Вот потому-то и победил Назарьев: как добрый жнец, бережно поднимающий с земли сноп тугих золотых колосьев, он высоко поднял фронтовой труд над неизбежной пылью, туманами, серостью «преходящего» и всяческой каждодневной «текучки».
«А может быть, он меня, так сказать, задним числом проучить хотел? Пусть почитает директор да посовестится: как он относился-де ко мне, Назарьеву… а?» — царапнула было Пермякова ехидная мысль, но, вспыхнув, он тут же отбросил ее. Во-первых, Назарьев ведь не мог знать, что его вызовут в Москву и что в его дневник придется посвятить директора, а во-вторых, во времени все сходилось, да и что там говорить — не найдется на свете человека, кому удалось бы со специальной целью «подмалевать» картину заводской жизни и обмануть его, старого уральца.
Опять вспомнился один из последних разговоров с Николаем Петровичем — о будущем.

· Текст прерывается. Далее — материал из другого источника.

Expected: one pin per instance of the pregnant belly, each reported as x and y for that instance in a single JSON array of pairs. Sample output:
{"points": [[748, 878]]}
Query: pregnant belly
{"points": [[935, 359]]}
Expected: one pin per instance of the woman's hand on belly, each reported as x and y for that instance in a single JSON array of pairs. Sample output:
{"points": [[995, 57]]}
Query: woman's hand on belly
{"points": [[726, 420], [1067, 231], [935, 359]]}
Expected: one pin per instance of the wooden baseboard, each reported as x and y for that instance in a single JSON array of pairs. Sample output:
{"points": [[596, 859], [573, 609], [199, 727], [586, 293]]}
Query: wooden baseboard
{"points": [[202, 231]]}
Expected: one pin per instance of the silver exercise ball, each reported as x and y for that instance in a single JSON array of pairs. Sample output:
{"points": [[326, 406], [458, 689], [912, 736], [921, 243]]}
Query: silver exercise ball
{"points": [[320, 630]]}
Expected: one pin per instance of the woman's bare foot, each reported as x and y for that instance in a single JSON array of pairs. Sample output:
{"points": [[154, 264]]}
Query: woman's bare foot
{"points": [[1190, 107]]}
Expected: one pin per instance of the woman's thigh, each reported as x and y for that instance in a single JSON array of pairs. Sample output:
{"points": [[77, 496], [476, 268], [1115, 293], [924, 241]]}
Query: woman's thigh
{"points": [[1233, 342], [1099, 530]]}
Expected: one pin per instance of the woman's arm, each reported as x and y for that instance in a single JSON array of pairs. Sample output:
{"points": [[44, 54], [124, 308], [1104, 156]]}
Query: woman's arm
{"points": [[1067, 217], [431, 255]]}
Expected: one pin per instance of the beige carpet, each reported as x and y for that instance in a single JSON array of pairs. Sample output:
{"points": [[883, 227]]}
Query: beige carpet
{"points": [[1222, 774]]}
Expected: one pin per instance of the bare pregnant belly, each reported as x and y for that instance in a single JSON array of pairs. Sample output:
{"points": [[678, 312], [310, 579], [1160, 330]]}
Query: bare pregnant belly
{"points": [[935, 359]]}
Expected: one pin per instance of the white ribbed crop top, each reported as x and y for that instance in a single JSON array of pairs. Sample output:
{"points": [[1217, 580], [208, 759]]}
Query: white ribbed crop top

— Пока что ближайшее будущее, до которого я, что называется, могу дотянуться рукой, видится мне в огне и дыме. Но как бы ни было трудно, я знаю, что работаю в великой орбите сталинской стратегии, живу и работаю для скорейшей ее победы, — сказал Назарьев.
Да, вот и этим он победил — будущим, которое он нес в себе просторно и легко, словно сердце свое.
Михаил Васильевич, бережно положив назарьевский блокнот в карман пиджака, еще долгое время сидел за столом, на своем обычном месте, спиной к синим изразцам печи, лицом к окну. В верхнем прямоугольнике окна сияла далекая, неизвестная Пермякову звезда, — он был не мастер читать небо. Но сейчас ему казалось, что не в морозном ветре, а уже в теплой, бархатной синеве весны летит к нему эта сияющая звезда.
Время шло, а Николай Петрович все не возвращался. Однажды утром он позвонил из Москвы, что приезд его в Лесогорск откладывается на неопределенное время. Телефонный звонок Назарьева из Москвы застал директора в кабинете Пластунова, который тоже успел перемолвиться с Николаем Петровичем. Положив трубку, Пластунов вопросительно посмотрел на директора:
— Что ж, Михаил Васильич? Придется пока что о заместителе вам подумать, а то ведь дело будет страдать.
— Д-да, придется, пожалуй, — угрюмо согласился Пермяков.
Дмитрий Никитич пустил вверх пышный клубочек дыма и, размышляя вслух, спросил:
— А вот Тербенев… как вам кажется? На мой взгляд — способный молодой инженер… да и, кстати, уралец.
— Это как раз мне все равно… — сказал Пермяков. — После Николая Петровича всякий мне будет казаться… и то, да не то.